To determine whether Hadoop has reached this point, let’s review how far this segment has come and how it'll likely evolve going forward.


Startup activity is a clear sign of a growth market, and its decline is a strong signal of maturation. After a tremendous burst of startup formation in the early years of this decade, it would now appear that Hadoop platform, tool and application vendors have settled into a familiar group of usual suspects. For example, every single vendor mentioned in this recent InformationWeek market overview was already in this space three to four years ago when I was Forrester’s Hadoop analyst. That’s one clear sign of a maturing market.


Another sign of Hadoop’s maturation is the fact that the chief demand drivers are essentially constant from year to year, reflecting a niche that is continuing to scratch the same itch. Once again, the cited article rattles off survey response numbers showing that users adopt Hadoop principally for unstructured data analysis, predictive customer analytics, sentiment analysis, and so on. None of that is appreciably different from what I saw in my primary research into the then-embryonic Hadoop market in 2011.

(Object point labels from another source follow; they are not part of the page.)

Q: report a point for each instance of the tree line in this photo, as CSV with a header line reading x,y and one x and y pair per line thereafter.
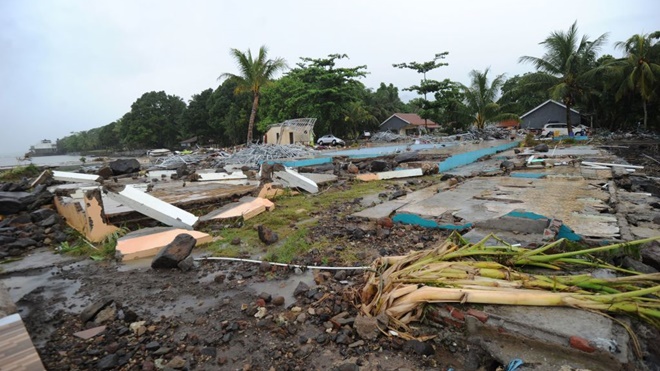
x,y
613,93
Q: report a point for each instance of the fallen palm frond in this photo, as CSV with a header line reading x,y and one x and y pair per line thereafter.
x,y
460,272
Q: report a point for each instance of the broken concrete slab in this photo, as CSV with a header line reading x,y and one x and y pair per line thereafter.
x,y
148,242
151,206
237,175
394,174
294,179
87,216
64,176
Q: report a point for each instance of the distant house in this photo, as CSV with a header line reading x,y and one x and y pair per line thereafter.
x,y
188,142
295,131
408,124
43,148
548,111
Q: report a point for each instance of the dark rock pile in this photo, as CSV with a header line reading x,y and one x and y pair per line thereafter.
x,y
28,221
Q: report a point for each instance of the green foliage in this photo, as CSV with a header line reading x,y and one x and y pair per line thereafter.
x,y
255,74
566,65
19,172
153,122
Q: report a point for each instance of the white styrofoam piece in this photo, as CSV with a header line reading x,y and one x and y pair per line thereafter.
x,y
153,207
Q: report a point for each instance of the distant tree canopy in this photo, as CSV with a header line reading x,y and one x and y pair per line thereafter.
x,y
612,92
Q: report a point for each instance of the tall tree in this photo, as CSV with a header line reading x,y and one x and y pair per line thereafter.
x,y
640,71
255,73
565,64
426,108
481,97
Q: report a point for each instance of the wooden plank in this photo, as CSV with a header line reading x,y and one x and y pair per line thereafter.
x,y
16,349
153,207
137,246
237,175
65,176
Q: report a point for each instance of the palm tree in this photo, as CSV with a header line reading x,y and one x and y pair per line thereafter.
x,y
566,61
254,75
481,97
640,72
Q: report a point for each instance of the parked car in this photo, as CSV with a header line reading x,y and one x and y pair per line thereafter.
x,y
330,140
559,129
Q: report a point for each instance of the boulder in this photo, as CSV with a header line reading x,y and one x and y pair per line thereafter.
x,y
266,235
125,166
105,172
175,252
379,165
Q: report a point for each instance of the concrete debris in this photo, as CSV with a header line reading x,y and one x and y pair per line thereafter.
x,y
258,154
296,180
87,215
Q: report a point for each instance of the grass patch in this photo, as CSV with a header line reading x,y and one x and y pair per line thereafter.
x,y
290,211
19,172
295,245
80,246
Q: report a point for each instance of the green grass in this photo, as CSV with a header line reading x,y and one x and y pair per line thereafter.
x,y
290,211
18,172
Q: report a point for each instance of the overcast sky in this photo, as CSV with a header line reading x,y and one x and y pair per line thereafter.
x,y
68,66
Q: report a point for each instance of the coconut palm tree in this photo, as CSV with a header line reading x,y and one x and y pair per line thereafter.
x,y
481,98
567,60
254,75
640,73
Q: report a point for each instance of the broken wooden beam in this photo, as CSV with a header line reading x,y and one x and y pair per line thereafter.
x,y
148,242
151,206
87,216
65,176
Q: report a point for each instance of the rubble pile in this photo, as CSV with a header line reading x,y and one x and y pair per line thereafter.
x,y
258,154
27,224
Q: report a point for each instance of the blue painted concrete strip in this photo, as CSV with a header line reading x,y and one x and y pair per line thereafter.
x,y
427,223
528,175
466,158
564,231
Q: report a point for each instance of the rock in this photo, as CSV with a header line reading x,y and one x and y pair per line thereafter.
x,y
418,347
541,147
41,214
266,235
50,221
366,327
278,300
301,289
186,264
105,172
108,362
651,255
175,252
10,206
385,222
124,166
176,363
379,165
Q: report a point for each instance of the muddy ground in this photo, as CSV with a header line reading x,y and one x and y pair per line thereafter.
x,y
211,317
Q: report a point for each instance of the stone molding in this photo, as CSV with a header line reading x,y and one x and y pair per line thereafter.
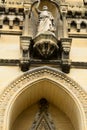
x,y
35,75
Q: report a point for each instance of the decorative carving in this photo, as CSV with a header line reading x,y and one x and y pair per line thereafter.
x,y
45,41
43,118
37,74
45,44
25,52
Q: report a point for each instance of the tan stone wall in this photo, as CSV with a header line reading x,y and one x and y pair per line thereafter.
x,y
25,119
10,48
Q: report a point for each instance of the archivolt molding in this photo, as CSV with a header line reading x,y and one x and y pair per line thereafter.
x,y
35,75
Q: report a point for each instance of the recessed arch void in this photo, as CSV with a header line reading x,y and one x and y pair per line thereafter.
x,y
44,82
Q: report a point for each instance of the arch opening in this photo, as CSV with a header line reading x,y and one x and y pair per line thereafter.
x,y
51,91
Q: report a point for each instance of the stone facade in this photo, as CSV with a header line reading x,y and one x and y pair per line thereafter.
x,y
43,55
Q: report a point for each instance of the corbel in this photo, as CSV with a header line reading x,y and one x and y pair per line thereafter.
x,y
1,23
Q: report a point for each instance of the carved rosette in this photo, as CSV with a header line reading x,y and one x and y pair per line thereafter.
x,y
45,44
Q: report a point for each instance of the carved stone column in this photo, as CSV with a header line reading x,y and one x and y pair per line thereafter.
x,y
11,24
65,41
65,61
25,40
78,27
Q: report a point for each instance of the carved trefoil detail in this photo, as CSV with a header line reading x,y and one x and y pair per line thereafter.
x,y
43,119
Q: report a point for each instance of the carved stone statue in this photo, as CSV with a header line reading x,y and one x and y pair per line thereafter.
x,y
46,21
45,41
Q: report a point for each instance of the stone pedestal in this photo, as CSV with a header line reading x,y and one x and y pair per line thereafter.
x,y
45,44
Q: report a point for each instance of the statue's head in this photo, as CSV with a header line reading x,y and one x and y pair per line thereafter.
x,y
45,7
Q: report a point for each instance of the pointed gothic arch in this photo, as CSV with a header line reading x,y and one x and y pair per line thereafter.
x,y
45,82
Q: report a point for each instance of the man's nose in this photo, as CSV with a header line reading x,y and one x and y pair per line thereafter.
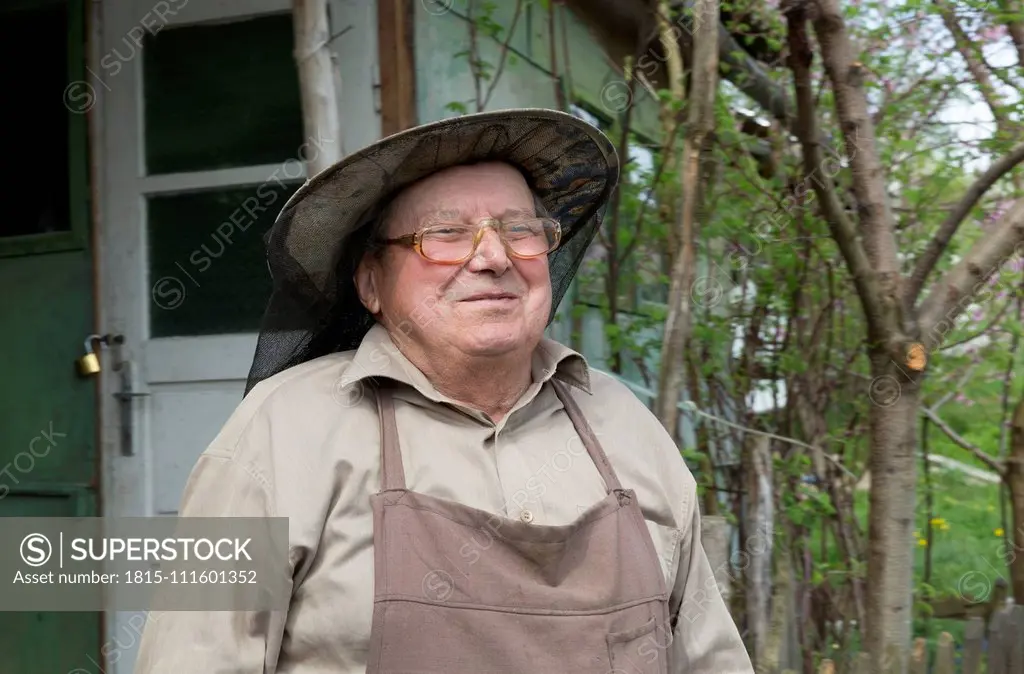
x,y
491,254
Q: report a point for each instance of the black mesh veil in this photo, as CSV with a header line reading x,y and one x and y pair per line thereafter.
x,y
318,238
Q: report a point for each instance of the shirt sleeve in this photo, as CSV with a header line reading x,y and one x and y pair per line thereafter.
x,y
706,639
212,641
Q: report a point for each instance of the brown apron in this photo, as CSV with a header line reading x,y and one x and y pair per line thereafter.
x,y
461,590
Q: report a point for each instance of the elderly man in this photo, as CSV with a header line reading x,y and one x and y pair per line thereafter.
x,y
463,494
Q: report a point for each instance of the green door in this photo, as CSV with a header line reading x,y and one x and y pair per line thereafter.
x,y
48,458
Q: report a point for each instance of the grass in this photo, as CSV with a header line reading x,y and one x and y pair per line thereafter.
x,y
967,553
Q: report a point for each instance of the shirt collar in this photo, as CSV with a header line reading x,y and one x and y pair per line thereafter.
x,y
378,356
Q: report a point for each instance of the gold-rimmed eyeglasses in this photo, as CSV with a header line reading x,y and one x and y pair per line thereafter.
x,y
454,244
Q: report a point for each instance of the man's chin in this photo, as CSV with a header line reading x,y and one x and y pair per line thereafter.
x,y
492,340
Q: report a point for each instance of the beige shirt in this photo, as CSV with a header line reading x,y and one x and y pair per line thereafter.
x,y
305,445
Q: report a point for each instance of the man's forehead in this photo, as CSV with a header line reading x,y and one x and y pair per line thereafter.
x,y
450,213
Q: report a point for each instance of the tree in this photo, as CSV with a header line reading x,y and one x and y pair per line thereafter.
x,y
901,331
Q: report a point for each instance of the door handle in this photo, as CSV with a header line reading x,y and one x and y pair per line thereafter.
x,y
126,396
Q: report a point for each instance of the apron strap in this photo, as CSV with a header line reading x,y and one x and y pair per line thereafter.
x,y
392,473
587,435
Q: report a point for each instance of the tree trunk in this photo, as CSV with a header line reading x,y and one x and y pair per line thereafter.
x,y
890,551
668,198
1015,480
700,122
316,85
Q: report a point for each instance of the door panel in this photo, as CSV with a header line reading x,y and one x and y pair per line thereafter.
x,y
48,458
203,143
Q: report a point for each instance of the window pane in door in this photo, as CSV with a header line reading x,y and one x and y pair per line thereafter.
x,y
33,121
221,95
208,269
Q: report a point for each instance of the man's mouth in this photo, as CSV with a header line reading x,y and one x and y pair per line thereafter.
x,y
478,297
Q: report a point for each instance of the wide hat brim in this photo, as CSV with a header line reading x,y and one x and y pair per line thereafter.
x,y
315,241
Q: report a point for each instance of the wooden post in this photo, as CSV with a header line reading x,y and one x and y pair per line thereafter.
x,y
316,84
944,663
756,549
999,641
394,45
974,634
1016,655
919,659
1015,482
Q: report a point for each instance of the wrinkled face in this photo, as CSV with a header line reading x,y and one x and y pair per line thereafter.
x,y
491,304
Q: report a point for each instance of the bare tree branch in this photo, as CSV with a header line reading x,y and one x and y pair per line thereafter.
x,y
505,53
842,227
996,466
978,71
961,285
700,123
948,227
1016,28
851,107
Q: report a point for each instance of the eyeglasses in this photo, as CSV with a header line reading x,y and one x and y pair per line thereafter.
x,y
454,244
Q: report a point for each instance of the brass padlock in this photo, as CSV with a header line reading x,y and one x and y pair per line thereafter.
x,y
88,365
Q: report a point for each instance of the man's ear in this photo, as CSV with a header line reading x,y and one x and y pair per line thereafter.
x,y
366,278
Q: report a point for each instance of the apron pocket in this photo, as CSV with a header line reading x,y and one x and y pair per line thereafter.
x,y
636,650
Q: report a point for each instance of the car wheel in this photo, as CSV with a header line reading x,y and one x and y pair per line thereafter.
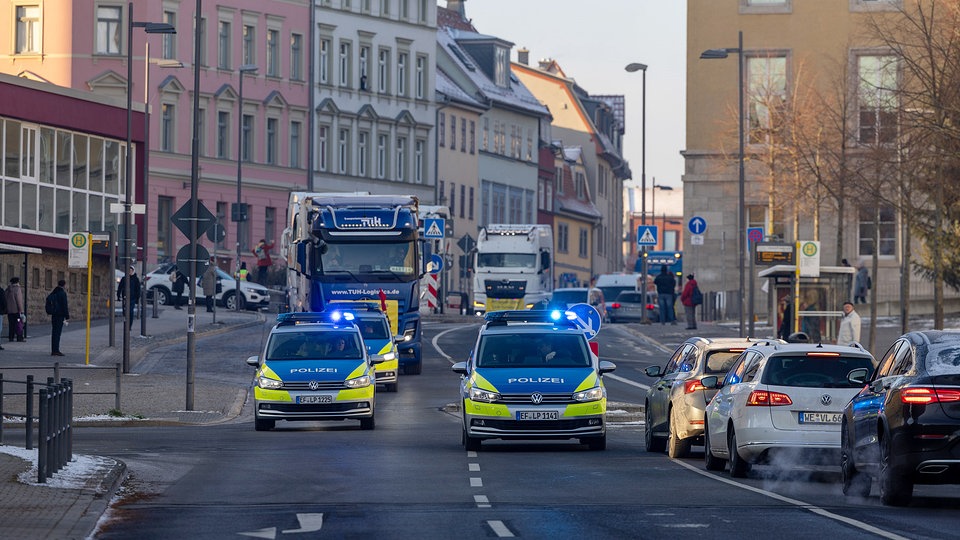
x,y
853,482
676,447
895,489
653,444
710,461
738,466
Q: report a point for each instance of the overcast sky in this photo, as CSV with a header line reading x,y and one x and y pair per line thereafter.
x,y
593,41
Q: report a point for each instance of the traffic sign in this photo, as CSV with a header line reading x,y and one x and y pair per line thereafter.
x,y
697,225
588,318
435,265
433,228
647,235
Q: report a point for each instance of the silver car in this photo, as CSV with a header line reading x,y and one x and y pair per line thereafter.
x,y
675,402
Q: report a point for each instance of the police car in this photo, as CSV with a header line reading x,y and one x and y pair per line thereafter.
x,y
533,375
314,366
377,338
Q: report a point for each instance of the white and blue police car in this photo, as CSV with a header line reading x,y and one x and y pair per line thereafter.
x,y
532,375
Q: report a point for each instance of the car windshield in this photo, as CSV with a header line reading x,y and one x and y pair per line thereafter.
x,y
720,362
813,371
531,350
314,346
373,328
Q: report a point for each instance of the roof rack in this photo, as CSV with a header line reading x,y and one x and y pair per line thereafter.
x,y
554,316
344,318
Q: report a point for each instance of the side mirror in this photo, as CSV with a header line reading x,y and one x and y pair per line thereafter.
x,y
711,382
653,371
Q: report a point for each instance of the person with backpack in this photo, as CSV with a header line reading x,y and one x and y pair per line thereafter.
x,y
691,297
58,309
15,317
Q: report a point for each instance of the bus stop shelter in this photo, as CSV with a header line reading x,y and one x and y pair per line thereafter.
x,y
818,303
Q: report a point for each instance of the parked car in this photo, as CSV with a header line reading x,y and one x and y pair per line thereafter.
x,y
781,401
675,402
903,427
252,295
629,306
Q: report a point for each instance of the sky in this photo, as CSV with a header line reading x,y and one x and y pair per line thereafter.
x,y
593,41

Yet another sign of segment maturation is the fact that the industry tends to hammer on the same themes over and over, year after year, as befits a solution space that has found its functional sweet spot. For example, the big data blogosphere continues to tiresomely debate the already settled issue of whether SQL has a future in the Hadoop ecosystem. The answer is decided yes, as evidenced by the range of alternative SQL access/analysis options from every major vendor listed in the cited article.


    [InformationWeek’s] data suggests that train hasn't left the station just yet: Just 4% of companies use Hadoop extensively while 18% say they use it on a limited basis…That is up from the 3% reporting extensive use and 12% reporting limited use of Hadoop in our survey last year. Another 20% plan to use Hadoop, though that still leaves 58% with no plans to use it.